San Salvador was founded in the sixteenth century yet no
old buildings are to be seen. It has been ravaged by three
earthquakes, an eruption of the nearby San Salvador volcano
and extensive floods - all in the last 200 years. Nevertheless
it's a convenient base for exploring the rest of the country
(everywhere is within a three hour radius) and deserves a
couple of days of sight seeing in its own right.
Attractions include the domed Catedral Metropolitana
housing Archbishop Oscar Romero's tomb, the opulent Teatro
Nacional and the Museo Nacional Davíd J Guzmán
which exhibits many of the country's important archaeological
relics. There are two markets; the Mercado Ex-Cuartel sells
handicrafts, textiles and ceramics and the Mercado Central
caters to everyday needs. The city is well endowed with green
spaces that provide a pleasant respite from the concrete sprawl.
Suchitoto
Arguably the best-preserved colonial town in El Salvador,
Suchitoto has a fascinating history. It was once a key colonial
centre for government and commerce and its narrow streets
and fine architecture are a joy to wander around. The Catedral
de Santa Lucìa is an impressive, fully restored
centre-piece for the town. In the 1980s the town and surrounding
hills were a hive of revolutionary activity and disused trenches
and encampments are still visible. For a closer look at the
town's more troubled past take a guide to Cerro Guazapa,
a battleground just outside of town.
The post war years have brought a cultural renaissance to
Suchitoto. The Parque San Martín has become
an 'open art gallery' dotted with sculptures by local artists
using war 'garbage'. There are other art collections on view
too, including the works of the well-known local artist Victor
Manuel Sanabria, who will personally show you around his studio.
Parque Nacional Cerro Verde
Cerro Verde is the place to experience the awing magnificence
of volcanoes.
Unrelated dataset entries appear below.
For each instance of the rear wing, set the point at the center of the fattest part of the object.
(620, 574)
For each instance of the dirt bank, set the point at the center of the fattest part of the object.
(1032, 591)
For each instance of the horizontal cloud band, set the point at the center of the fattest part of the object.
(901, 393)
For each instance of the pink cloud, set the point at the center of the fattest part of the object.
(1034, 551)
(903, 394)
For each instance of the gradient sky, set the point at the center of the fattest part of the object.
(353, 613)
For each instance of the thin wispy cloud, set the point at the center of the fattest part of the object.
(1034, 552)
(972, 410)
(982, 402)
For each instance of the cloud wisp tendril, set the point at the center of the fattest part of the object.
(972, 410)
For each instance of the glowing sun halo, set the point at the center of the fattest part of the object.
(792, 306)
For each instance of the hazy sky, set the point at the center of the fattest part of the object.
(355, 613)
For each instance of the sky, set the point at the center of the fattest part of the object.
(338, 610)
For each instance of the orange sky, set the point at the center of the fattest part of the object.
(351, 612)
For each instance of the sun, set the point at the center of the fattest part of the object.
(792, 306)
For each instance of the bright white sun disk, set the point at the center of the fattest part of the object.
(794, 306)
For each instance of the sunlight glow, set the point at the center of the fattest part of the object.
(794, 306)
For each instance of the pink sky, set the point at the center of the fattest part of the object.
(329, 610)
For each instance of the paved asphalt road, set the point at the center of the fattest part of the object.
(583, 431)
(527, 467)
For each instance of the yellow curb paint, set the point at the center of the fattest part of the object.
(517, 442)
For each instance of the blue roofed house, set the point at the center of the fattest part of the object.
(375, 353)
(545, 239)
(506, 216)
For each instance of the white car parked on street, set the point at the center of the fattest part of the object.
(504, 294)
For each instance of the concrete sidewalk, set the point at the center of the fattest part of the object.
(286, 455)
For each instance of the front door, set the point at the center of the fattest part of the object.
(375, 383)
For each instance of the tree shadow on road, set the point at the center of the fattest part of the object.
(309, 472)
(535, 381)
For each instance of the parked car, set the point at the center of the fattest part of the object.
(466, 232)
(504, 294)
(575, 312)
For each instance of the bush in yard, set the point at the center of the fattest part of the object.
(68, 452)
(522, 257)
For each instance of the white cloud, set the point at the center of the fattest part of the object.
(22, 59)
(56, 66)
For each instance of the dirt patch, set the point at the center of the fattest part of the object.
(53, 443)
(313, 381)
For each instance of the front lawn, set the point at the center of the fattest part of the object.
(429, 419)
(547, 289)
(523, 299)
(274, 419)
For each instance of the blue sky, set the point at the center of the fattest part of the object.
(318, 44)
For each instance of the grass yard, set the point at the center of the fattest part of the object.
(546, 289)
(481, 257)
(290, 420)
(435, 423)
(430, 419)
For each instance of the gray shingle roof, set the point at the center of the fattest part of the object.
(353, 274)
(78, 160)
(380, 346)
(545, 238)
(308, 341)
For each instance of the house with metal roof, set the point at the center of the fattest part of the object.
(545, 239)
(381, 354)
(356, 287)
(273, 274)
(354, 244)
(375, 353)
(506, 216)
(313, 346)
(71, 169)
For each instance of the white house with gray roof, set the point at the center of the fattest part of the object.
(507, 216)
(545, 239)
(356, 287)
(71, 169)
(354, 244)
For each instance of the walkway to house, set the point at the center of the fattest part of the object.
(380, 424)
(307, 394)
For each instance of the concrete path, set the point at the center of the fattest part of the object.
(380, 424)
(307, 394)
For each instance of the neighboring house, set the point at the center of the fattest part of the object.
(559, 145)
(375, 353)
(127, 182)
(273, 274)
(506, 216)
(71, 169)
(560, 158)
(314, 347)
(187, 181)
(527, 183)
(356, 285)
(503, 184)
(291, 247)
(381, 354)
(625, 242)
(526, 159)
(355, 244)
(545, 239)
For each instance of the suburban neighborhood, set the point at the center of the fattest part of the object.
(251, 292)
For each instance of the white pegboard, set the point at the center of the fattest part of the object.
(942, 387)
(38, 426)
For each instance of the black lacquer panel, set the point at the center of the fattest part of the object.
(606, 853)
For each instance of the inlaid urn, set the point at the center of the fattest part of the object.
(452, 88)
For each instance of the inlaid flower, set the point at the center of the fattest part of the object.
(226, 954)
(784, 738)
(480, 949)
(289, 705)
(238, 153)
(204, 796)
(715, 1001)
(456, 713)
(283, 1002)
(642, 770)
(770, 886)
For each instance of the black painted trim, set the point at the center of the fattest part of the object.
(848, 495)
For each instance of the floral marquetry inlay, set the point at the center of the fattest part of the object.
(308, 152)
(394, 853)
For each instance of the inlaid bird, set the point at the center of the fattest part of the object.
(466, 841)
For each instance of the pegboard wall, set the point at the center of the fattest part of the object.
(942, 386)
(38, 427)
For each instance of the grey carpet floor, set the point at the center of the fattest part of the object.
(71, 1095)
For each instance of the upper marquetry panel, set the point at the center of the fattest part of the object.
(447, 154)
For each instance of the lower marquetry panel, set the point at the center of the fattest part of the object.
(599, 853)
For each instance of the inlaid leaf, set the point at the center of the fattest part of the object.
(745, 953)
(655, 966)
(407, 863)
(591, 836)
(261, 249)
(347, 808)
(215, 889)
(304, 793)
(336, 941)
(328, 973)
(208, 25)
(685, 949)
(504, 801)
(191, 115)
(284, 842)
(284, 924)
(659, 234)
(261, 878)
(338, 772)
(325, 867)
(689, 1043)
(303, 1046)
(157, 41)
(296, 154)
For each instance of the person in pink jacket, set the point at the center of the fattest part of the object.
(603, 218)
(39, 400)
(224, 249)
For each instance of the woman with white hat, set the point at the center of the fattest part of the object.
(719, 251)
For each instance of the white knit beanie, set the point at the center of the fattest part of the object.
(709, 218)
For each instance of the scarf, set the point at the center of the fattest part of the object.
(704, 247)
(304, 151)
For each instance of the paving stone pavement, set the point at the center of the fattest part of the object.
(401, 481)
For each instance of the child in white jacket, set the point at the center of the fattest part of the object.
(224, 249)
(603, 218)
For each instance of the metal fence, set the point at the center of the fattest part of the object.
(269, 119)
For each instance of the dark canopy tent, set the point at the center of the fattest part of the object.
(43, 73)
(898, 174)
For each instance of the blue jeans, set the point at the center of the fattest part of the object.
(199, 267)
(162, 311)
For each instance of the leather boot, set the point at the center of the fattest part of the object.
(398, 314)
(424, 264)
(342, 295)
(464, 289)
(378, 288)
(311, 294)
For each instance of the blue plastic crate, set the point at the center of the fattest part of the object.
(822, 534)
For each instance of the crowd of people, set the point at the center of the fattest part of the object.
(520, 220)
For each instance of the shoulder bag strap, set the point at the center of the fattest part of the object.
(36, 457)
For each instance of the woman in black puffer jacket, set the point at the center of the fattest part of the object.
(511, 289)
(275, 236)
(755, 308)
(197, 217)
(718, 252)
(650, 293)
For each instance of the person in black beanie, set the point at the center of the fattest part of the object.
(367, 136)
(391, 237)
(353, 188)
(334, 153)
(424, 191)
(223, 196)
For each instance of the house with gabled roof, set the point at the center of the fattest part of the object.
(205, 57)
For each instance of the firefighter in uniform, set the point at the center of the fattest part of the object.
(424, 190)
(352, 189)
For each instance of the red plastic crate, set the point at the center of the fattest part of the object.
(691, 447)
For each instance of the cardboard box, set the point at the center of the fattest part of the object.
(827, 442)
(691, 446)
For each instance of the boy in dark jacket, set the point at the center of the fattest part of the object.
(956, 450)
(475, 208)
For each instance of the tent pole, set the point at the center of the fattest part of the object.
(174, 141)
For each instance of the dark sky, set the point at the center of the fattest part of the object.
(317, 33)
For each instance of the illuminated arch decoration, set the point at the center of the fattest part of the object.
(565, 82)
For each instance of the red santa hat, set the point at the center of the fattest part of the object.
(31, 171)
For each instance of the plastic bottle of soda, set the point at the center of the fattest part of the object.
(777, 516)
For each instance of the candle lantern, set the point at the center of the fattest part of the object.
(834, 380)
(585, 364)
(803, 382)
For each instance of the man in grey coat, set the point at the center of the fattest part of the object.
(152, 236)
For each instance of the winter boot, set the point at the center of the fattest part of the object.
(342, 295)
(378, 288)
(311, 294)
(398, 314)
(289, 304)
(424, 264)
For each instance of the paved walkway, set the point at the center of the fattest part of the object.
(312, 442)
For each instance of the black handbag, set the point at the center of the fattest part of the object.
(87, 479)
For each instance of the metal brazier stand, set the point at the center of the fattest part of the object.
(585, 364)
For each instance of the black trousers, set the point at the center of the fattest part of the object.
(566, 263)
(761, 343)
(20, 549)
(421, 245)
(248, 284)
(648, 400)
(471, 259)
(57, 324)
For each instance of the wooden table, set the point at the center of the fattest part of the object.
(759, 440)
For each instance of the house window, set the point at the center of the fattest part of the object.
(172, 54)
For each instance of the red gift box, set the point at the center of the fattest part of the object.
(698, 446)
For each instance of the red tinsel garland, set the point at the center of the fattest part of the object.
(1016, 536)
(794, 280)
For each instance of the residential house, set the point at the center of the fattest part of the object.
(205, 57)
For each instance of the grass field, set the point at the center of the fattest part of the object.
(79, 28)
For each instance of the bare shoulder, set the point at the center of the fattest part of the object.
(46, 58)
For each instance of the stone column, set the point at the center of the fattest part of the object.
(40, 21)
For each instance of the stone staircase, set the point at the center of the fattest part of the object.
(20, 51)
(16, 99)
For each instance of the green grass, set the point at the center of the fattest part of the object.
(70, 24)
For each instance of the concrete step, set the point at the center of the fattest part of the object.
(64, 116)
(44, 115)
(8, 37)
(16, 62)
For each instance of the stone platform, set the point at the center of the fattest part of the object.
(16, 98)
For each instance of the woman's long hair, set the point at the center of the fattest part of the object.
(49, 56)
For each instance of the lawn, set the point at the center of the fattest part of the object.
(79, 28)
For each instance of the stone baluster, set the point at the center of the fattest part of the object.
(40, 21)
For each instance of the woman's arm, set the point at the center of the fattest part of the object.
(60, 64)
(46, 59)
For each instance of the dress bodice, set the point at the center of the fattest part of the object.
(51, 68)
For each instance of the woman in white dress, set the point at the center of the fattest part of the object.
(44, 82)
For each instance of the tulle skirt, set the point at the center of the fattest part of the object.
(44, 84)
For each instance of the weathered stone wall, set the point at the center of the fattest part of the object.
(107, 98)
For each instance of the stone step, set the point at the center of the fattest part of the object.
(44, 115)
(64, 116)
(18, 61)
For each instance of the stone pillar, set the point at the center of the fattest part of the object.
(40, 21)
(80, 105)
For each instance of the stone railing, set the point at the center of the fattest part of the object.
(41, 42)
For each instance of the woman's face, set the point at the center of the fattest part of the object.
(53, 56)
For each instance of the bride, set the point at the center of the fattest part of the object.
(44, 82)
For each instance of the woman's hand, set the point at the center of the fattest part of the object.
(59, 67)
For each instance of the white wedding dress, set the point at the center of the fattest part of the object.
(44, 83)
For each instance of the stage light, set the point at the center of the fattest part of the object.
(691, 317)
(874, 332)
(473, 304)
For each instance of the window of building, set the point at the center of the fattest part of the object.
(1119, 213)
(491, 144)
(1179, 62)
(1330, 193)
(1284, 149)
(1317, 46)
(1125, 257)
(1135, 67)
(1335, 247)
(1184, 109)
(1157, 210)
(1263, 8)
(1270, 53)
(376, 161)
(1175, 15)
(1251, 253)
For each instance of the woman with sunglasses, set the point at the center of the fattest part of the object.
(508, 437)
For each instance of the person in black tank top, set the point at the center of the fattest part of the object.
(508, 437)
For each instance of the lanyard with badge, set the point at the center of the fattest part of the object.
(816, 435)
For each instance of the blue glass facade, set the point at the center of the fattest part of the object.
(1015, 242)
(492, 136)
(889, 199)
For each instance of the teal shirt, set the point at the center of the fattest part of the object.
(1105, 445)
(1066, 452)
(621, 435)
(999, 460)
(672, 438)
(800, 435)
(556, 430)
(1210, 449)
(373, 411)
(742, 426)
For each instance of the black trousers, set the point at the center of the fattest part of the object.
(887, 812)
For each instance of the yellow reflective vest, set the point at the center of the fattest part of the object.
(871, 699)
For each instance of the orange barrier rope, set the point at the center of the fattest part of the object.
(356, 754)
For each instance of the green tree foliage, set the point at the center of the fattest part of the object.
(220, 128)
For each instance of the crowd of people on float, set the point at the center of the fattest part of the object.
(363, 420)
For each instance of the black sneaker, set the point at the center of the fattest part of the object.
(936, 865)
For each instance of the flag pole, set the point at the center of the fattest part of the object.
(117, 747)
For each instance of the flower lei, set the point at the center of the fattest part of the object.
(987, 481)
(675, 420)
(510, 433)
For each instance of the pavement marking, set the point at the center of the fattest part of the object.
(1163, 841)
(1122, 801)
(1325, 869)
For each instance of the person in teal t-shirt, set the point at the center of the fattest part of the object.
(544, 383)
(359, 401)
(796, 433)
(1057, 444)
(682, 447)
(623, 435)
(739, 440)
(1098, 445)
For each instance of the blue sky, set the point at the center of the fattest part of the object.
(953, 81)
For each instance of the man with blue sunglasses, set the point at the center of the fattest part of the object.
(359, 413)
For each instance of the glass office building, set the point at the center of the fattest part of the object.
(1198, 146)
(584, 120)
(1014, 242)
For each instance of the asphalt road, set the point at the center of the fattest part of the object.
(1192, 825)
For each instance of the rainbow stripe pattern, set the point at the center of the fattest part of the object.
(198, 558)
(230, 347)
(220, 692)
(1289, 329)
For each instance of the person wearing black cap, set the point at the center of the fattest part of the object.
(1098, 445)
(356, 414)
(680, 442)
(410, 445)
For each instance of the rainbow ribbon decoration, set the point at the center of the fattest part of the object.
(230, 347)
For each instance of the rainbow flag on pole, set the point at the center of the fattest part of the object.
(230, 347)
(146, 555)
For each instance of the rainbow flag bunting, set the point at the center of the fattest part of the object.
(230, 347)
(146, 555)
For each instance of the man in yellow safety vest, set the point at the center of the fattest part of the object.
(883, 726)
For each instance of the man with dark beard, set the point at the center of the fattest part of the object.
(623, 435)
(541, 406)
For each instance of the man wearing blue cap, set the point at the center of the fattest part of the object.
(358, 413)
The steaming Volcán Izalco is
one of the youngest in the world. Two hundred years ago it
was merely a hole in the ground spewing forth black sulphuric
smoke, now it's 6255ft high. This still active volcano, dubbed
the 'lighthouse of the Pacific' for its impressive round-the-clock
emissions of molten rock and flames, is accessible by a marked
path.
The park's other breathtaking sight is the blue volcanic
lake in a crater on the side of Volcán de Santa
Ana, El Salvador's highest volcano. Of course, there's
the distinctly unpleasant smell of sulphur coming off the
water but the hike up and around the crater to the highest
point open up views of Izalco, the coast and Cerro Verde among
others and you'll soon have forgotten to hold your nose!